Now these are phds at the top of their field. But, you know, its sort of obvious that all they would do is reproduce their biases and make it so that no one else could challenge those biases. I mean, for you data science types, this is 101.
Ever since that experience, I have a distrust of simulated data.
And as a followup, if you can generate a synthetic dataset by extrapolating from sufficiently many independent conclusions drawn from the original (as opposed to having access to the original itself), would you still need to use such a dataset for training?
Things like Monte Carlo simulation can be used to approximate real world conditions, but they can't typically capture the full information density of organic data. For example, generating a ton of artificial web traffic for fraud analysis or incident response only captures a few dimensions of what real world user traffic captures.

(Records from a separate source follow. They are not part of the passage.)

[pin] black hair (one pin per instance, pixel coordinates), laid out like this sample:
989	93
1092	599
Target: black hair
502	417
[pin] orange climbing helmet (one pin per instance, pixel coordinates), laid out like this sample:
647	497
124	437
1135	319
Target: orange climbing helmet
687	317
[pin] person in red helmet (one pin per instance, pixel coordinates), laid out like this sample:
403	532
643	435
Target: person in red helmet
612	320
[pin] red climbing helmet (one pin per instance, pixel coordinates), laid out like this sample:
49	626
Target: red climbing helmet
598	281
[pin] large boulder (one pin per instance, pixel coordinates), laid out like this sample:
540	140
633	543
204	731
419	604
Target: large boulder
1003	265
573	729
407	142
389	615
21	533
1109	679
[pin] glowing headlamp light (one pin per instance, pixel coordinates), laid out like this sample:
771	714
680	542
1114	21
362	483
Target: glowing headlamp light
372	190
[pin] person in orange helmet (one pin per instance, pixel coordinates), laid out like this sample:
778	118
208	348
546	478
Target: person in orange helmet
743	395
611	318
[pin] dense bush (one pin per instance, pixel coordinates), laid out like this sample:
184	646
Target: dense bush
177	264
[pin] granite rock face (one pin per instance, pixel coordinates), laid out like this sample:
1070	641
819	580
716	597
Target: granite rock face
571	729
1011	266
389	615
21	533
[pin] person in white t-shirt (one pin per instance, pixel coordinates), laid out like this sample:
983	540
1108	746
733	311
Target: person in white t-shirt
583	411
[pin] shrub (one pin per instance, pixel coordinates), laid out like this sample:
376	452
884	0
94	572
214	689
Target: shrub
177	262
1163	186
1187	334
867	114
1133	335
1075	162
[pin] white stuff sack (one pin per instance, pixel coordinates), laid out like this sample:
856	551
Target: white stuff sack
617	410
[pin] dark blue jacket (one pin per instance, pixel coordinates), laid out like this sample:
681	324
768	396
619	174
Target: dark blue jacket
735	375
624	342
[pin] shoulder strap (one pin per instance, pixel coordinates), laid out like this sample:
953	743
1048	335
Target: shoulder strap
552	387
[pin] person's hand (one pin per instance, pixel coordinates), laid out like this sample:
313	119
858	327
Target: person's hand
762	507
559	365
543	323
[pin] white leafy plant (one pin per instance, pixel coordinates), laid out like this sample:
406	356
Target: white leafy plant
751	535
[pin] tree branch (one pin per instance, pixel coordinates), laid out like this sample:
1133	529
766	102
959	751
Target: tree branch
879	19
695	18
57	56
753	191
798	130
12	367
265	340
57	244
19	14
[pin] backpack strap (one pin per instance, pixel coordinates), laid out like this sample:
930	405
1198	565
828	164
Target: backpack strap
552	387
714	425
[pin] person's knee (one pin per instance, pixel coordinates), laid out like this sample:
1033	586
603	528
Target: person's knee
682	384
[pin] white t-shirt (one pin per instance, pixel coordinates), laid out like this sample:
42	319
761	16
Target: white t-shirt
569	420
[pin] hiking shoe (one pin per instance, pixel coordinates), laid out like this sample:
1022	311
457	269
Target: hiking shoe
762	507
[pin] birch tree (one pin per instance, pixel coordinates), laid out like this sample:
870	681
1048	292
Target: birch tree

The author talks about simulating data to focus on edge cases or avoid statistical bias, but I don't see how simulated data actually achieves that.
Anyone in this space is well aware that the benefit of big data isn't just the amount of data, but that's it's a real representative sample of the type of data you are actually going to need to work with. Big data solves the problem of people being bad at creating simulations. To suggest simulations as a solution to big data is kinda getting the relationship backwards.

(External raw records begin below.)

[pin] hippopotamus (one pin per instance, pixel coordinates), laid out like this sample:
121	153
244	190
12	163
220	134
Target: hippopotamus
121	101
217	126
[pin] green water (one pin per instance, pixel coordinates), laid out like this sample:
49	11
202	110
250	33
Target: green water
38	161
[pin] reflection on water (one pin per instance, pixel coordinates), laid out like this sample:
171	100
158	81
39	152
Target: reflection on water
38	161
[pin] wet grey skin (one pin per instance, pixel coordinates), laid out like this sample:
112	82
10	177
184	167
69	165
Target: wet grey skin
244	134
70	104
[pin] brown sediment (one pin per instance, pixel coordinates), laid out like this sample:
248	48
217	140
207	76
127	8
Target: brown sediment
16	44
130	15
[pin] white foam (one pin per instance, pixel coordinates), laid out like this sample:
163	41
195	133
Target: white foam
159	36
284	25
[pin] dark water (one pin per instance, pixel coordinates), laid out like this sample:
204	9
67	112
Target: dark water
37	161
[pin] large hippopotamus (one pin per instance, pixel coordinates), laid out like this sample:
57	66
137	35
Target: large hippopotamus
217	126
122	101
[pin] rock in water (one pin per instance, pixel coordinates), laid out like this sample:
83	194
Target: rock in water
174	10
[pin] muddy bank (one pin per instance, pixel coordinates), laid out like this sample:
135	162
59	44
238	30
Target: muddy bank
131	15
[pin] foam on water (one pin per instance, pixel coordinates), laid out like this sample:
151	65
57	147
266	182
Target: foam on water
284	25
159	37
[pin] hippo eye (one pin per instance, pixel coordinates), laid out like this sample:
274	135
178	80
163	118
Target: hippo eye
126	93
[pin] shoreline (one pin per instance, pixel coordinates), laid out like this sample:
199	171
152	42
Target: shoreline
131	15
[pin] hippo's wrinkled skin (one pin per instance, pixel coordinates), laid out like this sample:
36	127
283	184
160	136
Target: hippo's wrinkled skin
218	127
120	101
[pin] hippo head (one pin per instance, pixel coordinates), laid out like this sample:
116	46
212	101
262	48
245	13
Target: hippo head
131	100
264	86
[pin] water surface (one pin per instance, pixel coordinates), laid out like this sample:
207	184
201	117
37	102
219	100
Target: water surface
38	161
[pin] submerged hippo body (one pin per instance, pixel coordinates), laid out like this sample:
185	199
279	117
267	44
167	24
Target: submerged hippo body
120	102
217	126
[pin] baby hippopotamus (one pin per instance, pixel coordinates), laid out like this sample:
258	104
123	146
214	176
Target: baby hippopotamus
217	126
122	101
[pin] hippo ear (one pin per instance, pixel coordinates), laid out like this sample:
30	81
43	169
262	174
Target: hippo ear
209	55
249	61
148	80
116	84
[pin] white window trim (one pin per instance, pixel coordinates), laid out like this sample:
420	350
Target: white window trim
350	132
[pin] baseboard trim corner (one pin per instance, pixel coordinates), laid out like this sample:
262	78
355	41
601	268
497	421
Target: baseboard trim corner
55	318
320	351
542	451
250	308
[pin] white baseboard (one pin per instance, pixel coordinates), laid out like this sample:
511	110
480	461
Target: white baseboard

>For a lot of tasks the performance works well, but for extreme precision it will not fly — yet.
But we all knew that going in, didn't we?

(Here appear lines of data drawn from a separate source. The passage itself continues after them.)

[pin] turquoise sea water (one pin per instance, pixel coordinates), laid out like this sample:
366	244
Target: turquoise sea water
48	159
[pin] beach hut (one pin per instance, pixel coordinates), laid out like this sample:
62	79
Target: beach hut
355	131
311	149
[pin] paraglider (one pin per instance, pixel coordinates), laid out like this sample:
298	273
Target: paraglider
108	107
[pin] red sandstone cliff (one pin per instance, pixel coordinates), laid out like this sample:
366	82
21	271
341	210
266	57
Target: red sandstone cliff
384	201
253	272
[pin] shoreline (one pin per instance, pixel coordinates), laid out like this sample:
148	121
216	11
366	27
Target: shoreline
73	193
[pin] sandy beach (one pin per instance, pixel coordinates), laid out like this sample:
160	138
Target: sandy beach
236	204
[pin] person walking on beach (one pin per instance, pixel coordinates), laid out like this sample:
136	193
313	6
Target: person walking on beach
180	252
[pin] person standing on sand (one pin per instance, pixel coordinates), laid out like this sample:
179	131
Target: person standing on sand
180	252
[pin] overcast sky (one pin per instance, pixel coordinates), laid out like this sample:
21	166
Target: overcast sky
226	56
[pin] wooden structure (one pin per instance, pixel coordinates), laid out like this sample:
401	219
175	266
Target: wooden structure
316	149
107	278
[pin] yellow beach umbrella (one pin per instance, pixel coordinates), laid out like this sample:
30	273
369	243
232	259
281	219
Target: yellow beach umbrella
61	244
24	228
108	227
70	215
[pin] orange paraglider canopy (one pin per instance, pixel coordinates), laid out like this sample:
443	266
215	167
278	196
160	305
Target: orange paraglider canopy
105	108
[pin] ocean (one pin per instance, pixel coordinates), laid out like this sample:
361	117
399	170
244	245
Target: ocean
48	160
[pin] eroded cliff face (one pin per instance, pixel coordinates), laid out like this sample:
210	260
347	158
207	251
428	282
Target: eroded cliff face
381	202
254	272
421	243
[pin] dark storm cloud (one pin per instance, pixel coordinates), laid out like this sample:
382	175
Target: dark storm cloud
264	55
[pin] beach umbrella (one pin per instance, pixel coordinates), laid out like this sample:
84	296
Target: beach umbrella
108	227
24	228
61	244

Most data is crap. So the mountains of data that are supposedly an advantage, in China or in the vaults of the large corporations, are not fit for purpose without a tremendous amount of data pre-processing, and even then... And that means the real chokepoint is data science talent, not data quantity. In other words, in many cases, the premises of this statement should be questioned.
Secondly, a lot of research is focused on few-shot, one-shot or no-shot learning. That is, the AI industry will make this constraint increasingly obsolete.
Thirdly, with synthetic data, it is only as good as the assumptions you made while creating it. But how did you reach those assumptions? By what argument should they be treated as a source of truth? If you are making those assumptions based on your wide experience with real-world data, well then, we run into the same scarcity, mediated by the mind of the person creating the synthetic data.
1. Totally agree with the point about data science talent being one of the bottlenecks. And in that area, the big tech companies already have the best & brightest workforce. Most data is crap is a bit of a stretch, but agree that a lot of pre-processing is required. But more and more platforms and/or services company are filling this gap.
2. 100%. This is a short term problem.
3. Agree to some extent. You can span latent spaces on top of an initial batch to overcome scarcity and use GANs to scale up. Data augmentation is not perfect but solves a lot of problems in production. Also specifically as it relates to computer vision, it's "easier" to know what the real world looks like and try to replicate it. It's hard in practice but the assumptions are mostly agreed upon.